Trust, applicability, and sourcesMobazha v0.3 release candidate
Before you start
The current public release candidate requires Go 1.26.4, Git, and a supported macOS or Linux environment. Start on testnet and use a dedicated data directory. Confirm available disk space, local firewall policy, backup location, and who controls the administrator session.
Install steps
- Clone the public Node repository and record the exact commit you intend to evaluate.
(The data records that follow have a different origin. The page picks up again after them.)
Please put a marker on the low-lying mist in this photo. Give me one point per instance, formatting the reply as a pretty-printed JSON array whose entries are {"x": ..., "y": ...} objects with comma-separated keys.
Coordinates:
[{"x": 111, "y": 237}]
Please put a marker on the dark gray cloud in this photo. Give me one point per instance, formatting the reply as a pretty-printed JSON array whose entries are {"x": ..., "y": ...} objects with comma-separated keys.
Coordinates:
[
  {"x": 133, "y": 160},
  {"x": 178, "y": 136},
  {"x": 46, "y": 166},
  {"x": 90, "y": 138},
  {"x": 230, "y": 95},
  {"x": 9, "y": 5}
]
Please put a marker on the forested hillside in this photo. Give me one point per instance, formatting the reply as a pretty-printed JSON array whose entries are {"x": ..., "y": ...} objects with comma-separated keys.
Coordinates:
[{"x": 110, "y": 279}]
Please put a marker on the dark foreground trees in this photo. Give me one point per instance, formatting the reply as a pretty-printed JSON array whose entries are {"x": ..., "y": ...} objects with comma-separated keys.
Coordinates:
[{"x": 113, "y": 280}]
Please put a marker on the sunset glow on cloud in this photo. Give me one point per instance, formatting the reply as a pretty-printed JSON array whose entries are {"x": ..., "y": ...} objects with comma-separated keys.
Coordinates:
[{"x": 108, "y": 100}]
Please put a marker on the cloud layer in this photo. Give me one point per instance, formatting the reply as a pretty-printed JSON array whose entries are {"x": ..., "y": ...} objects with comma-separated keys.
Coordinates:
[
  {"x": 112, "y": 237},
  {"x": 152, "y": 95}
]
- Build the Node module with the pure-Go crypto implementation shown below. The current main checkout's workspace declaration can lag the module's Go requirement, so the source-build command isolates the module with
GOWORK=off. - Initialize a testnet data directory owned by the service account.
- Start the Node on the default local-only listener and open the embedded UI.
- Keep the terminal visible until initial startup and health checks succeed.
git clone https://github.com/mobazha/mobazha.git
cd mobazha
GOWORK=off go build -tags goolm -o mobazha .
./mobazha init --testnet
./mobazha start --testnet --openExpected result and verification
- The first start initializes the default data directory when needed.
- The embedded Web UI and HTTP API listen on http://127.0.0.1:5102 by default.
- Versioned HTTP routes live under /v1/, WebSocket under /ws, and MCP Streamable HTTP under /v1/mcp.
- Local-only listening is the safe default; do not expose the API to the internet until authentication, TLS, firewall, and update plans are reviewed.
Run diagnostics in a second terminal:
./mobazha doctor --json
curl -fsS http://127.0.0.1:5102/v1/runtime-config | jqVerify that diagnostics complete, the embedded UI opens, the runtime snapshot has a supported schema, and optional capabilities remain unavailable until configured and healthy.
Representative diagnostic output
doctor --json returns pass, warning, and failure counts plus named checks. Paths, capacities, versions, and optional dependency results vary by host. A healthy local Node should report zero failed checks; warnings must still be reviewed against the intended deployment.
{
"pass": 7,
"warn": 3,
"fail": 0,
"results": [
{
"name": "Data directory",
"status": "PASS",
"detail": "<data-dir> (database found: <database-path>)"
},
{
"name": "Node API",
"status": "PASS",
"detail": "healthy"
}
]
}The list above is shortened to show the contract shape. Preserve the complete local result for operations, but redact paths and environment detail before sharing it publicly.
Optional background service
After validating an interactive start, install and inspect the supported background service.
./mobazha service install
./mobazha service status
./mobazha doctor --jsonPre-release packaging
Docker, standalone, and appliance packaging exists in the public repository, but it remains pre-release. Inspect the image tag, downloaded scripts, configuration, update behavior, and recovery path before using it outside a disposable environment.
If something fails
- If the build fails, confirm
go version, the checked-out commit, platform toolchain, and available storage. - If Go reports that
go.workdeclares an older version thango.mod, first confirm you are on the intended public revision, then use the documented module-isolatedGOWORK=offbuild. Do not lower the module requirement to make a release-candidate checkout compile. - If startup fails, capture sanitized diagnostics and confirm data-directory ownership and port availability.
- If the UI does not open, test the local listener before changing DNS, TLS, or firewall configuration.
- If runtime capabilities are not ready, inspect configuration and dependencies rather than enabling frontend controls manually.
- Remove only a disposable test data directory you deliberately created; never delete the only copy of a store to retry installation.